Una caravella tra storia e futuro
Ad aprire le celebrazioni è il tradizionale e attesissimo Corteo Storico, che torna ad attraversare le vie del centro e i vicoli attorno a Bari Vecchia per ricordare l’epico arrivo delle reliquie del Vescovo di Myra. Il titolo scelto per l’edizione 2026 è denso di significato: “Una caravella di arte e di pace”. L’intento è quello di tracciare un viaggio concettuale che, partendo dalle radici storiche della città, sappia dialogare con il presente e immaginare il futuro.
Lo spettacolo: la luna, lo spazio e la danza sospesa
Il cuore nevralgico delle performance è Piazza Libertà, teatro dell’innovativo spettacolo “La Luna di San Nicola – Orbite di Luce”, ideato e curato dalla coreografa Elisa Barucchieri. La performance sarà preceduta dal suggestivo saluto alla Caravella, momento simbolico dedicato al passaggio dell’imbarcazione.

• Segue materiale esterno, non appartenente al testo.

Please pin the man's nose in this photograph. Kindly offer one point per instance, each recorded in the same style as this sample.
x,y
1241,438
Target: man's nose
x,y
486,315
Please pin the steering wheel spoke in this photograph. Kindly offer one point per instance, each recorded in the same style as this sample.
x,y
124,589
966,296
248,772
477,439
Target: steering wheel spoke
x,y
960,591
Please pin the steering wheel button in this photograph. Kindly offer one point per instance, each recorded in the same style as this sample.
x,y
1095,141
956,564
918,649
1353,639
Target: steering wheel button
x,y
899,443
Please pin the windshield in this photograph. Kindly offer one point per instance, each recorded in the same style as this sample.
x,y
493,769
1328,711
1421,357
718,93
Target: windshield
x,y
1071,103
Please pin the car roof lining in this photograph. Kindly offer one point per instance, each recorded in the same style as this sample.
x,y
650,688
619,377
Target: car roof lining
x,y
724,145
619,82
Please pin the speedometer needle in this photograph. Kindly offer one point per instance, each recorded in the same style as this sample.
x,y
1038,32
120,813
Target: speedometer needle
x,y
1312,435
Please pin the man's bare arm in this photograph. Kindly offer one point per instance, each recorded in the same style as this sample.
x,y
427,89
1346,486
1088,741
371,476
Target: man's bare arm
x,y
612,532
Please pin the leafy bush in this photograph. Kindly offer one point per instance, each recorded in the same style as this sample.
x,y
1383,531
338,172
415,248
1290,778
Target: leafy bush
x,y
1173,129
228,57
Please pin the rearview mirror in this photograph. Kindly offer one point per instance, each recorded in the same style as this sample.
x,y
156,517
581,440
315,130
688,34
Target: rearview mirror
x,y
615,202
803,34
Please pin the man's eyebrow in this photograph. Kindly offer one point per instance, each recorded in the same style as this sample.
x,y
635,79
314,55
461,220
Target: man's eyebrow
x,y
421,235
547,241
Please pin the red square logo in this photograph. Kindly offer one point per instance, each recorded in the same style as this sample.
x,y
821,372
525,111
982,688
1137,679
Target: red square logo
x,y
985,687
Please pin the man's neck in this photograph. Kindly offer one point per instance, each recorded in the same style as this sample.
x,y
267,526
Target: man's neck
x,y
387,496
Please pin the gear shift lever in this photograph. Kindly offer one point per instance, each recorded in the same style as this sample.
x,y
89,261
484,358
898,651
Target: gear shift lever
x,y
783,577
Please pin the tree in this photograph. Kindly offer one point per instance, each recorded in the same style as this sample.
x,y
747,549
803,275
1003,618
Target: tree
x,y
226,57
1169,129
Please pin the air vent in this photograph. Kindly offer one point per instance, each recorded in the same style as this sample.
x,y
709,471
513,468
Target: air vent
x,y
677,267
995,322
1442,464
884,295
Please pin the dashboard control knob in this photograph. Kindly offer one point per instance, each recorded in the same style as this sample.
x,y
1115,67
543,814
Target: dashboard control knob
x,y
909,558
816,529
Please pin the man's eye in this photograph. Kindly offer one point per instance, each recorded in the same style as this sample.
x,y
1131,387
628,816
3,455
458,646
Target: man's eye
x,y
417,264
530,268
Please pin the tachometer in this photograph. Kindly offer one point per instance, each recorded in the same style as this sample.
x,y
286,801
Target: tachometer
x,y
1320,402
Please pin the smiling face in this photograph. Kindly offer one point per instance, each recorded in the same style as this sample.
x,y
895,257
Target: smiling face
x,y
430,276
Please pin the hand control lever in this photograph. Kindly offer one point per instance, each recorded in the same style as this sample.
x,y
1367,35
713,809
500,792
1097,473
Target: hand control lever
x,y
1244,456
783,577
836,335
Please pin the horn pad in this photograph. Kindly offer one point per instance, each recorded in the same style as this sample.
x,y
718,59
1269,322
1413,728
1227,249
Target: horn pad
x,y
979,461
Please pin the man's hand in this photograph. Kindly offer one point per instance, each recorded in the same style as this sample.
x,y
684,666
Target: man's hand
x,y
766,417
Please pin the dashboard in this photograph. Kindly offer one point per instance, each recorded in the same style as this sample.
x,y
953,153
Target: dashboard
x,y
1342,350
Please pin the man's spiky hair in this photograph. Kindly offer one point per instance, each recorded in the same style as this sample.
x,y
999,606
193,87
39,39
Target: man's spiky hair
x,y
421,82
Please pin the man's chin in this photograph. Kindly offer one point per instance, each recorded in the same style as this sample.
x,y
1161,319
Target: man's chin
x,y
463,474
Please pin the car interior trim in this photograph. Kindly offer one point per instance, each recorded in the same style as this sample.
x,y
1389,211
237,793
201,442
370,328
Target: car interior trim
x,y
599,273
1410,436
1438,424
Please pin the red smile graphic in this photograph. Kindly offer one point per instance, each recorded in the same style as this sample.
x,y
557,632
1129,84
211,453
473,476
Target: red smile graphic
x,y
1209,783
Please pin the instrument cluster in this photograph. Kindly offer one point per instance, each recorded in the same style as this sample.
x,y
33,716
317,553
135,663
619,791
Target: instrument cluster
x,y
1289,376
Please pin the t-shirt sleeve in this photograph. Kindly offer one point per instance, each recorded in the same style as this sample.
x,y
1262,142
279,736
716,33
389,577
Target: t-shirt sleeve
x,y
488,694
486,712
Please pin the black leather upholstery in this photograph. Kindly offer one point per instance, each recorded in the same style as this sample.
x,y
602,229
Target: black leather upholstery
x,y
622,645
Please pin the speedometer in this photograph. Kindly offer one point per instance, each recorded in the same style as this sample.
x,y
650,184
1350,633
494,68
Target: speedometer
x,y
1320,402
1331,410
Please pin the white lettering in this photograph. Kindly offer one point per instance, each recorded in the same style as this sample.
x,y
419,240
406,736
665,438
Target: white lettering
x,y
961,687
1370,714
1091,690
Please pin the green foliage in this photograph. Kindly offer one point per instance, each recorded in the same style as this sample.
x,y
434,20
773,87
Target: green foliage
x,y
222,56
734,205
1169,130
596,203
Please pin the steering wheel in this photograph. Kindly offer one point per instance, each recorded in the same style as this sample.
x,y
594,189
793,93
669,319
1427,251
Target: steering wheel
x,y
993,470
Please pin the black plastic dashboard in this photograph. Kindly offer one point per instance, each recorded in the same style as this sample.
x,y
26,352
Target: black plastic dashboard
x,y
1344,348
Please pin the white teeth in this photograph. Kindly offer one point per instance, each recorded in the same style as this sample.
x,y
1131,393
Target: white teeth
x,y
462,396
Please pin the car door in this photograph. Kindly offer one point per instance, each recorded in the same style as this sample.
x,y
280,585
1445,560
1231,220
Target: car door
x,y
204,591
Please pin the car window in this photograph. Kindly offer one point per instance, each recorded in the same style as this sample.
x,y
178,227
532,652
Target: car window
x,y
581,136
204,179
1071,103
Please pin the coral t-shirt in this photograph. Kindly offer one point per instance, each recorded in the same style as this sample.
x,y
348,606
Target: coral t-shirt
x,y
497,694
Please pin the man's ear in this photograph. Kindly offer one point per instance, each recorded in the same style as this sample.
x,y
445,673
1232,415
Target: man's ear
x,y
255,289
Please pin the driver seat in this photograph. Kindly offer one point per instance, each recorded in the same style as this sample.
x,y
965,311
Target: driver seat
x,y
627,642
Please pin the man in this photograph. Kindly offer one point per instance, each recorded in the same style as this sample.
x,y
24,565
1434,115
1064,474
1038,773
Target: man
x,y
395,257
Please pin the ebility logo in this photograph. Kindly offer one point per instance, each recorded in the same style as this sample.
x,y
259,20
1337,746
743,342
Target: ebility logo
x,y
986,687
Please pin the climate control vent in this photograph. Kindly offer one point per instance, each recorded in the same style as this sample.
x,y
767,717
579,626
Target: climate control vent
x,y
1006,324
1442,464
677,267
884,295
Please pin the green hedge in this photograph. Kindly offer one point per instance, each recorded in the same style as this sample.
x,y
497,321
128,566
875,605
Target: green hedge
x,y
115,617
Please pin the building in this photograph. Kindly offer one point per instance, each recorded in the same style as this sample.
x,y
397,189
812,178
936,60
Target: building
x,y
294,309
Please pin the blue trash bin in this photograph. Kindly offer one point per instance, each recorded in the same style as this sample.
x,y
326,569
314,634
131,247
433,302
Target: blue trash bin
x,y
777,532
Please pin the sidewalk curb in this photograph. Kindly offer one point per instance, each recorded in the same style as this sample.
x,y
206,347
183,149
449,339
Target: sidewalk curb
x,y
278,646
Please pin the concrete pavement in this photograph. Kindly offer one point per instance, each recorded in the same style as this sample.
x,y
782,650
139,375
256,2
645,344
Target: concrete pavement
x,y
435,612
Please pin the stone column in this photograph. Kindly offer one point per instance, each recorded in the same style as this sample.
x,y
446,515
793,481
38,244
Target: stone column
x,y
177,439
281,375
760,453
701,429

A seguire, davanti al Palazzo di Città, la magia prenderà quota: l’artista Nico Gattullo realizzerà un emozionante intervento di danza aerea, accompagnato per l’occasione dalla voce della soprano giapponese Maki Masamoto (ospite speciale, per la prima volta nel Sud Italia). La narrazione visiva traccia un parallelismo affascinante: se un tempo il mare rappresentava l’orizzonte e il confine da attraversare per i marinai baresi, oggi il “nuovo mare” è lo spazio profondo, con la luna posta al centro della scena come simbolo universale di luce, guida e orientamento.
Viabilità: la mappa delle strade chiuse
Per consentire il regolare e sicuro svolgimento della manifestazione e garantire l’afflusso del pubblico, il Comune ha predisposto un imponente piano del traffico, con diverse arterie nevralgiche interdette alla circolazione. Le principali limitazioni al transito riguardano:
- Piazza San Nicola, Largo Urbano II e via Palazzo di Città;
- Piazzale IV Novembre, Corso Vittorio Emanuele II e Corso Cavour;
- Piazza Libertà, Piazza Massari e Piazza Federico II di Svevia;
- L’intera fascia costiera cittadina: dal Lungomare Imperatore Augusto al Molo San Nicola, passando per Lungomare Di Crollalanza, Piazza Eroi del Mare, Largo Adua, Piazza Diaz e diversi tratti del Lungomare Nazario Sauro.